June 18, 2013
VA Angels’ CEO Randy Thompson writes a column for the Calgary Herald. This is one of the articles.
February 8, 2013. 12:16 pm
You only have to wait a few years before the “new fad” in financing strategies appears. Some of these fads become legitimized and stick with us, becoming trends and others – well they’re fads…
If you are in the Energy sector, this isn’t as big an issue. In the Energy sector you have more standardized methodologies when you raise capital, standard term sheets, valuations, ways to use public markets etc. You pretty much know that your outcome is binary, and identified to you in a short period of time.
We are missing this in tech, partly because of the “1 in 99” rule with VC’s (1 in 99 get funded), but mostly because of the length of time it takes before the idea becomes reality and the reality equals revenue. This distance from idea to revenue is too great an obstacle for most savvy investors. Therefore, it leaves the tech entrepreneur no choice but to be extraordinarily creative (think racetracks and casinos) about how to keep ga (money) in the tank (company) during this “valley of death”.
This leads some tech entrepreneurs to check out the latest fad – crowdfunding.
I’m going to cut right to the chase and give you four reasons why this won’t stick as a financing vehicle for tech entrepreneurs – At least the serious ones.
1) Great for not for profit projects, not for equity rounds: Having been in tech finance for a decade now, I see patterns. One of these patterns is that a tech company goes through up to six rounds of funding and gets sold for $40-80M 75% of the time (note: Exit prices are significantly lower than this in the Interweb space). Think about a crowdfunded company. Do they ask their people for money six times? Or do they take their 1000 investors cap table to a VC and say “can you work with this?” Neither are good!
2) 80% of crowdfunded projects are late or worse: Smart money helps entrepreneurs become business people instead of idea people. There is no mentor capital in crowdfunding. You are letting the inmates run the asylum, with no oversight.
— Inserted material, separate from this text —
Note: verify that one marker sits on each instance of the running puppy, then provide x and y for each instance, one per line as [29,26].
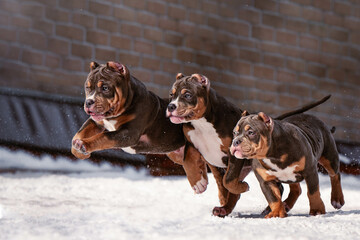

3) The Vancouver Stock Exchange: The brokerage community has seen crowdfunding before, in the 70’s it was called the Vancouver Stock Exchange (VSE). Famous names like Pezim, Skalbania, etc have spent a lifetime managing the savings of unsophisticated investors. I predict that if the crowdfunding fad does become a trend, we’re in for a second generation of the VSE.
4) Building Great Companies starts at the Exit not at the launch: I think crowdfunding might separate the first time entrepreneur from the savvy business person. If I could go back and do my first company over, work my financing strategy, build my advisor/mentor pool over, learn to be the business person instead of the guy with a great idea… wow. Building a company from exit backwards is a whole other article, but let me just say that crowdfunding is a one shot deal at the fundraising casino.
A couple of years ago, the movement in tech financing was trending away from VC financing and towards smaller funds, or even to go direct to the super angels. This fad became a good trend (in my opinion), and now is institutionalized to the point where Henry Blodgett announced “the A round is dead as a VC funding tool” at a conference I was at in New York last year. This movement was disruptive in a good way, and came from a place that realized the VC model was broken, but there were other ways for investors to build great companies.
Crowdfunding is not about the exits or building great companies, it’s about entrepreneurs working from the place where they need money now, and we will worry about the exit later. Crowdfunding is the entrepreneur worrying about building product, not about returns for the people around them.